Wittgenstein's Lasting Significance

Wittgenstein's Lasting Significance

Wittgenstein's Lasting Significance

Wittgenstein's Lasting Significance


Ludwig Wittgenstein (1889-1951) has exerted a more powerful influence on contemporary philosophy than any other twentieth-century thinker. But what is the nature of this influence and why has it proved so enduring?In Wittgenstein's Lasting Significance , twelve contemporary philosophers explore the issues surrounding Wittgenstein's importance and relevance to modern thought. Their articles, all of which are published here for the first time, cover the entirety of Wittgenstein's major publications: the Tracatus Logico-Philosophicus , Philosophical Investigations , On Certainty and Remarks on the Foundations of Mathematics . They discuss how much originality and continuity can be found in Wittgenstein's thought, how he relates to current traditions and movements within philosophy, and what we can learn from his conceptions of language, knowledge, mathematics and logic.The international set of contributors are renowned for their work in both Wittgenstein studies and other fields of philosophy, making Wittgenstein's Lasting Significance an important collection for anyone interested in contemporary philosophy.

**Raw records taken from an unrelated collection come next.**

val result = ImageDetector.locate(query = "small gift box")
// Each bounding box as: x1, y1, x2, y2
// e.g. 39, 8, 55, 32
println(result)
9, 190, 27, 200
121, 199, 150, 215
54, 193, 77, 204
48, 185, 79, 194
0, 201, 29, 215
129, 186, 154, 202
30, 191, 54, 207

The austere reading of the Tractatus

Meredith Williams

A new approach to Wittgenstein's philosophy, both early and late, is emerging. This approach I shall call "the austere reading" of Wittgenstein, "austere" because its guiding interpretive claim privileges Wittgenstein's metaphilosophical remarks above all others. It is a "reading" because it involves considerable hermeneutic ingenuity to render the whole of Wittgenstein consistent with his explicit metaphilosophical commitments. An esoteric reading of the Tractatus and a quietist reading of the Investigations converge in the austere reading. The esoteric reading resonates to the allure that the mystical had for Wittgenstein as a young man. And the quietist reading harmonizes well Wittgenstein's breaking free of the pull of the mystical to return to the ordinary. An important component of this new reading is its reassessment of the degree of continuity between the early and later Wittgenstein. Goal and method of the early and late periods are held to converge not only nominally but substantively That goal is to establish that language is in order as it is. This goal is achieved by showing that philosophical attempts to ground or justify ordinary language result in the production of nonsense in the strictest sense. If there is a difference, it is that the Tractatus offers an architectonic conception of philosophical theorizing and its deconstruction while the Investigations offers an array of overlapping reminders and arguments directed against specific forms of philosophical theorizing. Importantly on this reading, the Tractatus does not end philosophy by solving the fundamental problem of representationality and the Investigations does not develop any alternative picture of language.

In this paper I shall focus on the austere reading of the Tractatus, a reading that I think is mistaken but nevertheless has very real attractions. It emphasizes, correctly, the importance to Wittgenstein throughout his philosophical life of showing that the philosophical temptation to cosmic exile, to use Quine's phrase, is an illusory quest. The temptation to cosmic exile is the search for a point from which we can view the relation between language (or thought) and the world independently of our own situation in the world. The deep motivation behind philosophical theorizing is the desire to achieve such a god's eye understanding.